When I was first confronted with this situation, a premature baby that needed feeding to survive, I tried hard to keep the babies alive, and was mostly quite quickly unsuccessful. I soon learned that premature babies didn’t elicit the same sympathetic responses from Ethiopian families as they do in the west, and that even when successfully tube fed, and go home, the odds are stacked against them surviving infancy, not just because of parental indifference but because of infections that their immature immune systems could never cope with. They go home to houses made of mud, to families of kids with snotty noses, fevers, coughs and diarrhea, without water or sterilizing methods needed to keep their feeding equipment clean( just a cup and a syringe) , to an environment where the concept of cleanliness and of disease prevention is unheard of.  A babies only realistic hope of survival is to be breastfed – there is no alternative – and everyone here, except for me, learned this lesson long ago. Here, if a baby cant breastfeed, it is doomed.This incidentally is why there is no such thing here as being unable to breast feed, a frequent “problem” in the west, where , because it can sometimes be initially difficult, the easy solution is to say its impossible and give up.

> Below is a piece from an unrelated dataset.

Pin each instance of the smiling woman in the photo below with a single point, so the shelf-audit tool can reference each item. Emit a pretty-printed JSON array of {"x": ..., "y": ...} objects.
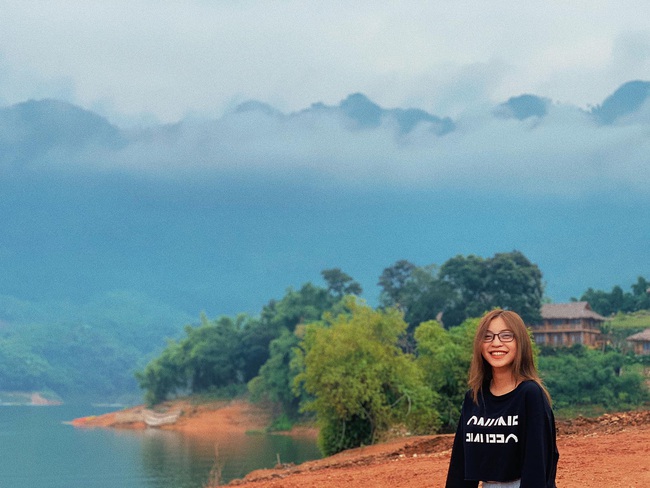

So its me who has changed as I have come to see the reality of lives on the edge of poverty. These mothers are not callous and uncaring  -  I  have seen joy and love and caring every day a baby is born here – but, so unlike me and my world, they  are deeply familiar with life and death, stillbirth and infant loss, even maternal death, the struggle to survive, their own history of famine and in the face of all that the need to be realistic and pragmatic.

They must think people from the west have no idea. And I think they are right – we have no idea about reality, about life and death, no idea at all. And I thought I was going to teach them. I am so glad I came.